Often when we talk about voluntary work, we wonder if ‘work’ is the best word to describe reciprocal interaction that is intrinsic to volunteering. Therefore, the term ‘voluntary activity’ is used increasingly. Perhaps voluntary activity describes better the real nature of volunteering.
Voluntary activity is based on reciprocity and everyone feeling that they bring something more to the table. It is all about giving and receiving, solidarity and celebrating diversity, voluntarism, and cooperation.
Voluntary activity is very important to different organisations, and the feedback we have received shows that volunteers themselves get a lot out of it as well. Every volunteer has their own story to tell.
Work and leisure time mixed up – in a very lovely way
Merja Lehmussaari, a volunteer at Citizen Forum, has had the opportunity to take part in diverse tasks. Already as a child, she started working for an early youth organisation and ended up as the vice president of the same organisation.

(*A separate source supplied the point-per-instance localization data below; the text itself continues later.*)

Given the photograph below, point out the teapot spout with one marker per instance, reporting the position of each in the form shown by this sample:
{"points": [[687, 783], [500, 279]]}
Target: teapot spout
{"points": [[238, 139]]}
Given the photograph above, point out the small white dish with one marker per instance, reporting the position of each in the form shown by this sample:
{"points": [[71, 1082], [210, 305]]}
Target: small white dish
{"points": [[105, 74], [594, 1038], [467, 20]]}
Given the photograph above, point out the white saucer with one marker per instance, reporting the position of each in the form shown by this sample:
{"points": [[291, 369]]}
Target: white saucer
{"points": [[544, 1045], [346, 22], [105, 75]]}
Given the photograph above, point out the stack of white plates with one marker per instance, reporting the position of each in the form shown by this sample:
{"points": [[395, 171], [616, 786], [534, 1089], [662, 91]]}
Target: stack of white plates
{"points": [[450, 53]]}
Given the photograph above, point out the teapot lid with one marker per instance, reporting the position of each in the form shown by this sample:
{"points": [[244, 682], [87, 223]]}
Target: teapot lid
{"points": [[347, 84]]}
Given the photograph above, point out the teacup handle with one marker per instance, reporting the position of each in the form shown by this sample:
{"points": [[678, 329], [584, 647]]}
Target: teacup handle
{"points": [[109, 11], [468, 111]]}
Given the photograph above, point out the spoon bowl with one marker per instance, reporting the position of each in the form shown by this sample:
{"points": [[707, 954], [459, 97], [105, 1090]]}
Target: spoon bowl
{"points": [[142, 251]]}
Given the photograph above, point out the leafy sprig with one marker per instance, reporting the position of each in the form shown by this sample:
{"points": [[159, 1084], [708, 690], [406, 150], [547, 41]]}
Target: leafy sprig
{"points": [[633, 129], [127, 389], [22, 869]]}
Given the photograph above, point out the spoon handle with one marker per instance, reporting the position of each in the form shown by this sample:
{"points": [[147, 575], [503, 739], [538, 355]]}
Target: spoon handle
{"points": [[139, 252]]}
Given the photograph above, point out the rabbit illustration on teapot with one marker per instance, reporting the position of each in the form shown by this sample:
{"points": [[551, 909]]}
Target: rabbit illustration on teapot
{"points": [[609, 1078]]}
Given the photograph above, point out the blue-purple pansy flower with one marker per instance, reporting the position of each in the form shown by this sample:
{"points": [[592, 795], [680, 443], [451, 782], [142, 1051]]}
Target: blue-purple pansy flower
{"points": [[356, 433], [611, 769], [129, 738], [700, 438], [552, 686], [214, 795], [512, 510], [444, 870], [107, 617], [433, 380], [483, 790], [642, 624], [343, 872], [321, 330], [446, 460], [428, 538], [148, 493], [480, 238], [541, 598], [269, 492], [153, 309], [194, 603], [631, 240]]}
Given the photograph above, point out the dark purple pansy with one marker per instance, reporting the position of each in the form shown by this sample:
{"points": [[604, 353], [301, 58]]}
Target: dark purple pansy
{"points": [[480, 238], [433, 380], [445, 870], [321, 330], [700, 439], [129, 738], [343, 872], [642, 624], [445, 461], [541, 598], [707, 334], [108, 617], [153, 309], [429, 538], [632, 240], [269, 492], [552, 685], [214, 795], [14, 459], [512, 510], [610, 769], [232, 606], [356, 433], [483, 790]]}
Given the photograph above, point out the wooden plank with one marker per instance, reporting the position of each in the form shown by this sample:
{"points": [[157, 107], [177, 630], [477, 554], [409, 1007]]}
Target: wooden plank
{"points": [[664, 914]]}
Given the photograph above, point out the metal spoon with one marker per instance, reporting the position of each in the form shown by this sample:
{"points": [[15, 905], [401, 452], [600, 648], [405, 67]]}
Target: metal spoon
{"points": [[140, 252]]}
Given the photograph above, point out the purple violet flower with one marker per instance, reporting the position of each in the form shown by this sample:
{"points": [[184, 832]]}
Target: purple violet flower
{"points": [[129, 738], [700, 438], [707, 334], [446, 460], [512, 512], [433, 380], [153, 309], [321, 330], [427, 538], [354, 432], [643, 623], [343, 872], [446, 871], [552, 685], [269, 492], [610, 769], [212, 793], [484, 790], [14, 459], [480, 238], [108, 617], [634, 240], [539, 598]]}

She also worked as a representative of the same organisation in preparatory commission for government aid of youth organisations.
In addition to this, memberships in diverse administrations, municipal positions of responsibility, and donating monthly to an important organisation have been part of organisation and voluntary activities of Lehmussaari.
– At the moment, I teach Finnish for immigrants in the Let’s Read Together group. I’m also a peer support person at Työluuri (‘Work phone’), and I answer to callers who are worried about their working situation in the exceptional circumstances caused by corona virus, Lehmussaari tells. She adds that she is on-call duty at this very moment.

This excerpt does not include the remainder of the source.